Houghton St Press: Student-led publishing at the London School of Economics

Presenters

  • Lucy Lambe, Scholarly Communications Officer, LSE Library, London School of Economics and Political Science

Description

LSE Library launched Houghton St Press in 2019 as the first university press imprint dedicated to publishing student work. We now have 15 journals on the platform, all publishing student work in a variety of ways. This short session will talk through some of the challenges of the past 2 years and the benefits to the students, library and the university.


Leveraging the flexibility of library publishing to deliver an accessible, media-rich ultrasound field guide to the world

Presenters

  • Michael Schick DO, UC Davis Health
  • Rebecca Stein-Wexler MD, UC Davis Health
  • Yamilé Blain, University of Miami Health System
  • Justin Gonder California Digital Library

Description

The faculty at UC Davis Health in collaboration with the California Digital Library (CDL) and Blaisdell Medical Library recently released Ultrasound in Resource-Limited Settings: A Case Based, Open Access Text. This interactive online text aims to provide an open access clinical resource for radiologists and clinicians who practice ultrasound in low and limited resourced healthcare settings. The project’s lead editors have been teaching and using ultrasound for many years in some of the least resourced healthcare settings in the world. In these regions, most people have no access to diagnostic imaging.  Ultrasound is particularly positioned to help fill this gap as the most portable, inexpensive, and versatile form of diagnostic imaging.

While standard, Western texts offer ample education about diseases that are common throughout the world, the project editors noticed that diseases that are common in resource-limited and tropical regions are often left out of guides and texts because the conditions are no longer common in the Western world. Ultrasound in Resource-Limited Settings: A Case Based, Open Access Text, aims to close that gap.

The team paired with the California Digital Library’s eScholarship Publishing Program to identify a platform to best showcase the project – one that could combine text, images and videos in a meaningful way, and could deliver the material efficiently over low-bandwidth connections.

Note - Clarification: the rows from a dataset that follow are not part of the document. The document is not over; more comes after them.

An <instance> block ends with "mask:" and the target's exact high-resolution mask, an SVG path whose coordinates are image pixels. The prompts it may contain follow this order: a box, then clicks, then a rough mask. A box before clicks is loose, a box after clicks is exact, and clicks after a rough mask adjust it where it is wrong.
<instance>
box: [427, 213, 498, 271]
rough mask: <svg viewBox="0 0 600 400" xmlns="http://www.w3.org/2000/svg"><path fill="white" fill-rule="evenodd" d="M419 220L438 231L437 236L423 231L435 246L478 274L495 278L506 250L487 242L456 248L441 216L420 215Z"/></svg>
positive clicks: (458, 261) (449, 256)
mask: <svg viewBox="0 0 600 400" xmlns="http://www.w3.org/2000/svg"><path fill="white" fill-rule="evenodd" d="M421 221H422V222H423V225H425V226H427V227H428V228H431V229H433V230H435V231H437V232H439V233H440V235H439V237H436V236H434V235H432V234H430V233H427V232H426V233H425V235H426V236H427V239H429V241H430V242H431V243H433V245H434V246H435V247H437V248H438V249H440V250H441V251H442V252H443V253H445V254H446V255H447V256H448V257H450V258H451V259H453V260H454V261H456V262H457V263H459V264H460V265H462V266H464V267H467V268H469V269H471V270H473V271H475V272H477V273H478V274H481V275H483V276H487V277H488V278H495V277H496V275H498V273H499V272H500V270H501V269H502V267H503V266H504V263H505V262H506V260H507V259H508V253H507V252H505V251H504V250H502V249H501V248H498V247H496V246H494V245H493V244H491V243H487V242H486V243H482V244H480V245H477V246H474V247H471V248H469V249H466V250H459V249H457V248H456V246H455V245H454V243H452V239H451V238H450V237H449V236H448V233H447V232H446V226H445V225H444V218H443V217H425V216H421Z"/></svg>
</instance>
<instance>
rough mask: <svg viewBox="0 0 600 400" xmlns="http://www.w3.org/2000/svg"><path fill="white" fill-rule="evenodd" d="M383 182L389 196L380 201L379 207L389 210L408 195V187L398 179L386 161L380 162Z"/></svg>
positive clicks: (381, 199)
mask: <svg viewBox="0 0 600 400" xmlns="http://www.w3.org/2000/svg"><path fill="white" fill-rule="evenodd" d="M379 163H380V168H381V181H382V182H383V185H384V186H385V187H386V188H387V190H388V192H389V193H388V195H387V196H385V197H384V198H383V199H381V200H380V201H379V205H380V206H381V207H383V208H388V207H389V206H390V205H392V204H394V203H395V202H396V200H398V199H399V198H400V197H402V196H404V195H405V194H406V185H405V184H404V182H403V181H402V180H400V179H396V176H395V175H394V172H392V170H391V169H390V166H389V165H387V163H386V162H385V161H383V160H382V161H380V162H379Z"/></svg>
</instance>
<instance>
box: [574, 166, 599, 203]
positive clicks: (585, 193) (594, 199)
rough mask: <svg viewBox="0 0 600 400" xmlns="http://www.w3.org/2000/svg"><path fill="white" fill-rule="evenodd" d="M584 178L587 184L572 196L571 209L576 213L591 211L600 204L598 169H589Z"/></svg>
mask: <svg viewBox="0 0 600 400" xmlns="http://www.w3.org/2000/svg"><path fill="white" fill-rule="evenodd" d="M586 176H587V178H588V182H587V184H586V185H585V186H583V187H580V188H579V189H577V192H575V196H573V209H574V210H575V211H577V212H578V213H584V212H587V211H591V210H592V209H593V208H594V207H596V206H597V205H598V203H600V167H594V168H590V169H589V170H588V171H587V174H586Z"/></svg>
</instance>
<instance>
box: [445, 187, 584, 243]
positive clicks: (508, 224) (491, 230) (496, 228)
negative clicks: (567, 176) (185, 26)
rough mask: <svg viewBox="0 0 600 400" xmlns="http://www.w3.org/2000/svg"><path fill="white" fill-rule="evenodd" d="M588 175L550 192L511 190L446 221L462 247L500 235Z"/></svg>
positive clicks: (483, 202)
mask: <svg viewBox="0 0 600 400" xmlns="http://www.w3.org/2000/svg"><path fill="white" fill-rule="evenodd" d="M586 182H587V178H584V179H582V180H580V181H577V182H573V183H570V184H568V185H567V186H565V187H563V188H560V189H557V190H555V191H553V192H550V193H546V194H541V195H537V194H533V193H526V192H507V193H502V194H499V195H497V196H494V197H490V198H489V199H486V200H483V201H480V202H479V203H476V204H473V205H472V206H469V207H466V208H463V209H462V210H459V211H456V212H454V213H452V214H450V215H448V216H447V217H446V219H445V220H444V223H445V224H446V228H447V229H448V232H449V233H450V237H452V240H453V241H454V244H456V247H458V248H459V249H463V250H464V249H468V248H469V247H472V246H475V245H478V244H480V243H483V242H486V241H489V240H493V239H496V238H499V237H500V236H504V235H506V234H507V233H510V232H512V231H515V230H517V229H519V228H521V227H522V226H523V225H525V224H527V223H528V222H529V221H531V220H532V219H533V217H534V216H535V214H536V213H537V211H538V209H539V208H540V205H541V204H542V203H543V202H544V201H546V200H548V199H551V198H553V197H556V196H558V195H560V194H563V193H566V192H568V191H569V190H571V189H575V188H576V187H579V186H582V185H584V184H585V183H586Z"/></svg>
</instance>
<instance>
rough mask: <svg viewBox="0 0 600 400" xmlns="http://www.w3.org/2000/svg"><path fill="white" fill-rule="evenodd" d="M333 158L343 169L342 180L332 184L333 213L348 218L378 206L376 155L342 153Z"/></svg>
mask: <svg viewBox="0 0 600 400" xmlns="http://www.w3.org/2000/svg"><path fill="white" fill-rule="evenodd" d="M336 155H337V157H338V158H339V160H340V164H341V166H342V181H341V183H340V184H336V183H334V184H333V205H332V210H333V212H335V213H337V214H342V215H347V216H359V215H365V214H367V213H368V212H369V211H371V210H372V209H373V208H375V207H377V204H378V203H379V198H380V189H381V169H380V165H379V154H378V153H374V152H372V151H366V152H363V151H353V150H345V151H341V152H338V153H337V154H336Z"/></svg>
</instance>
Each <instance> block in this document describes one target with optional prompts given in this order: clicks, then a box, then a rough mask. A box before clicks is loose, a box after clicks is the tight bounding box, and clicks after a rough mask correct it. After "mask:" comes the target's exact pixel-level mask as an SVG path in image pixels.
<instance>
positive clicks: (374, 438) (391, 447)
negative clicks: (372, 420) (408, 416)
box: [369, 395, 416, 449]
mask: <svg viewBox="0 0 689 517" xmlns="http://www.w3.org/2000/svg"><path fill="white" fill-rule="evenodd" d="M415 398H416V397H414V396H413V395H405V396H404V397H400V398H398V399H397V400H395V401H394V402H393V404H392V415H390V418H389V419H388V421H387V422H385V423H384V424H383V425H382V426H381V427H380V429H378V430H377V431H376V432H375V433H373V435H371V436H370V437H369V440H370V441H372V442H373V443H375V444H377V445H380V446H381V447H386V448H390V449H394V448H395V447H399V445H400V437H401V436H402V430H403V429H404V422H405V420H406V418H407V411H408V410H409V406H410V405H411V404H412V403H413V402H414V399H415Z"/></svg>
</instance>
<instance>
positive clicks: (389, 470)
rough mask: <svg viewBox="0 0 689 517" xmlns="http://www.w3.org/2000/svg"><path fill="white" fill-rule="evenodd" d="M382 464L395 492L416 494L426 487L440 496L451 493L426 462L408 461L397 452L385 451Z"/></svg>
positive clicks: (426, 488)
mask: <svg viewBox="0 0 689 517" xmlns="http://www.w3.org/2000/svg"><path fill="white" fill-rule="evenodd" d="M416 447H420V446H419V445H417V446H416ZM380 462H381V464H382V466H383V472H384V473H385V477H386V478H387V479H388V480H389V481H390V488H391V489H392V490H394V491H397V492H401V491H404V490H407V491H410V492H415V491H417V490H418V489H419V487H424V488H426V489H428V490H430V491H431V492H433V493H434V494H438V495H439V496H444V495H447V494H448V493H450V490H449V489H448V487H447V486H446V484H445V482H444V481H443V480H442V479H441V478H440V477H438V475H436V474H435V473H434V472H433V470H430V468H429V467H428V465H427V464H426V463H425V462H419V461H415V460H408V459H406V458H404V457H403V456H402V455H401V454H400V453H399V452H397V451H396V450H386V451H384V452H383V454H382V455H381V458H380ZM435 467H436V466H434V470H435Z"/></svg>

Manifold was identified as a perfect fit for the project, and members of the Manifold team at University of Minnesota assisted in getting the project off the ground.

In this brief project case study, attendees will learn how the combination of campus-based subject expertise, library publishing services and open source tools enabled the creation and global dissemination of this important work. Attendees will also have an opportunity to engage with the presenters during Q&A.


Can THAT have an ISSN? A guide to the wide range of resources covered by ISSN

Presenters

  • Regina Romano Reynolds, director of the U.S. ISSN Center, Library of Congress

Description

Although the ISSN (International Standard Serial Number) is often associated in the library world with scholarly journals, ISSN can be applied to such diverse ongoing publications that libraries might issue such as blogs, institutional repositories, newsletters, databases, conference proceedings, serial zines as well as popular publications such as magazine sold on Amazon. This presentation will be a tour of the wide world of ISSN and provide information on how libraries can apply for ISSN whether prior to publication, during publication, and even after publication has ceased. Benefits include exposure for your publication by high quality bibliographic records in the LC OPAC, LC MARC Distribution Service, OCLC WorldCat, and open data in the international ISSN Portal.